Opinia użytkownika: Magdalena_1795
Dotycząca firmy: Piotr i Paweł
Treść opinii: do tego sklepu wchodzę ze świadomością, że rzeczy, które potrzebuję, będę musiała szukać, gdyż leżą one w różnych miejscach. Npo serek wiejsko leży nie tam, gdzie serki, ale tam, gdzie pasty do chleba. Cukier trzcinowy leży nie tam, gdzie cukier, ani tam, gdzie zdrowa żywność. Stoi pod galaretkami. Jest duży bałagan. Na stoisku ze świeżą żywnością zostałam potraktowana jak intruz.
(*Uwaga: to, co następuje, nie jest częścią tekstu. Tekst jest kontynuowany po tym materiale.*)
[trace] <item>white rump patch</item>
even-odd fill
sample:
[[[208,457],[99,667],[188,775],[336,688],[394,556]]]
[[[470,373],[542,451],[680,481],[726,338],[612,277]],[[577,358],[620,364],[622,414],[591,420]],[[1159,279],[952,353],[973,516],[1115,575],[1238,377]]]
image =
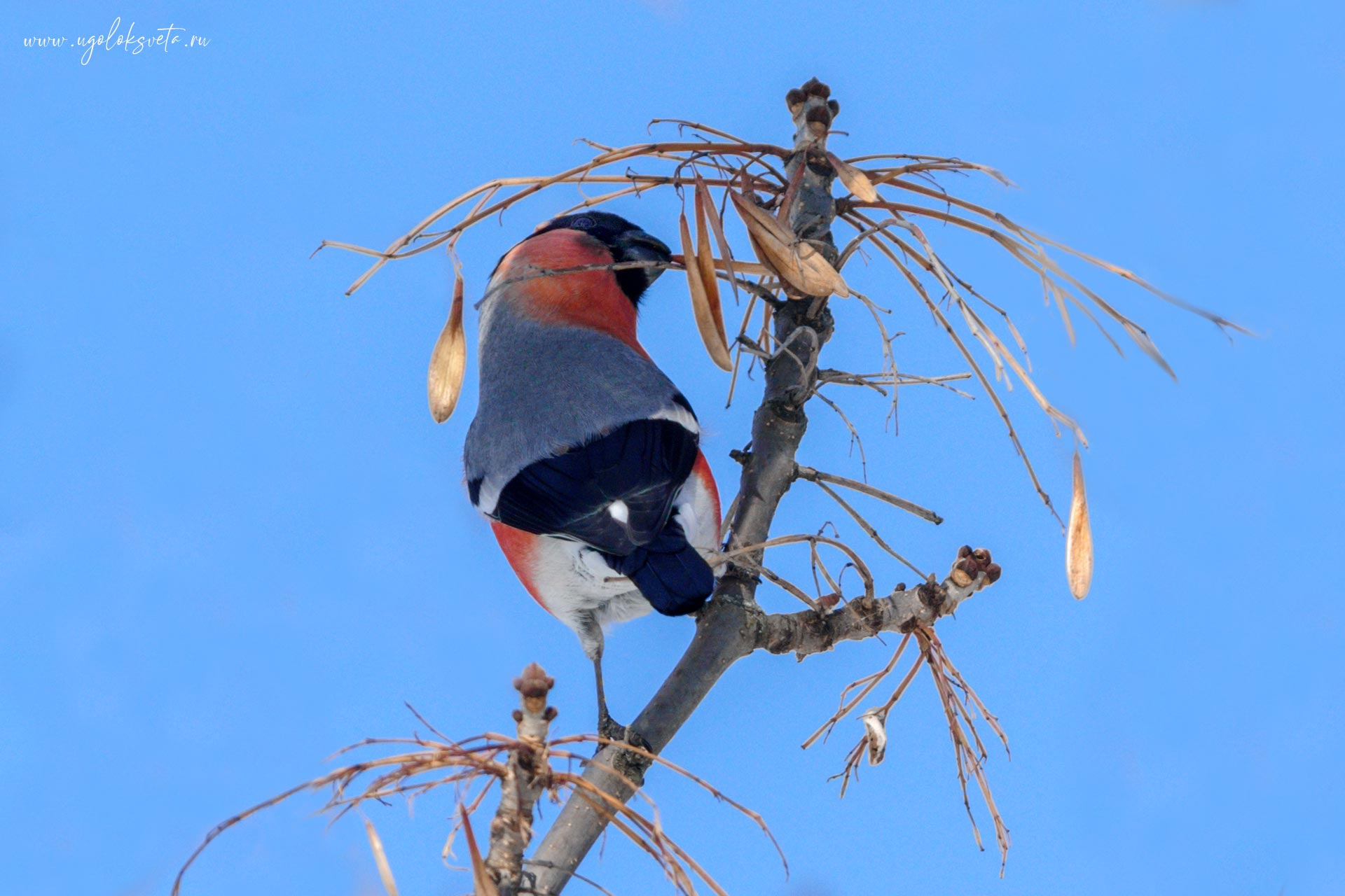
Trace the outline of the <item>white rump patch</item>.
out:
[[[678,423],[682,429],[695,433],[699,435],[701,424],[695,422],[695,415],[686,410],[681,404],[672,403],[664,407],[658,414],[650,415],[651,420],[672,420]]]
Jestem osobą niepełnosprawną. Wiszą kartki, że osob niepełnosprawne i kobiety w ciąży obsługiwane są poza kolejnością. Ale jak podeszłam do pani, to kazała mi iść do kolejki (mimo, że moją niesprawność widać, bo chodzę o kulach). Gdy zwróciłam Pani uwagę, że mają za plecami napis, że osoby niesprawne i kobiety w ciąży obsługiwane są poza kolejnością, to pani prychnęła, odwróciła się i odeszła. Gdy w końcu zechciała mnie obsłużyć dostałam kurczaka, który nadawał się tylko do wyrzucenia. Na kasach również brak jest takich informacji, przez co osoby chore i kobiety w ciąży muszą stać w kolejkach.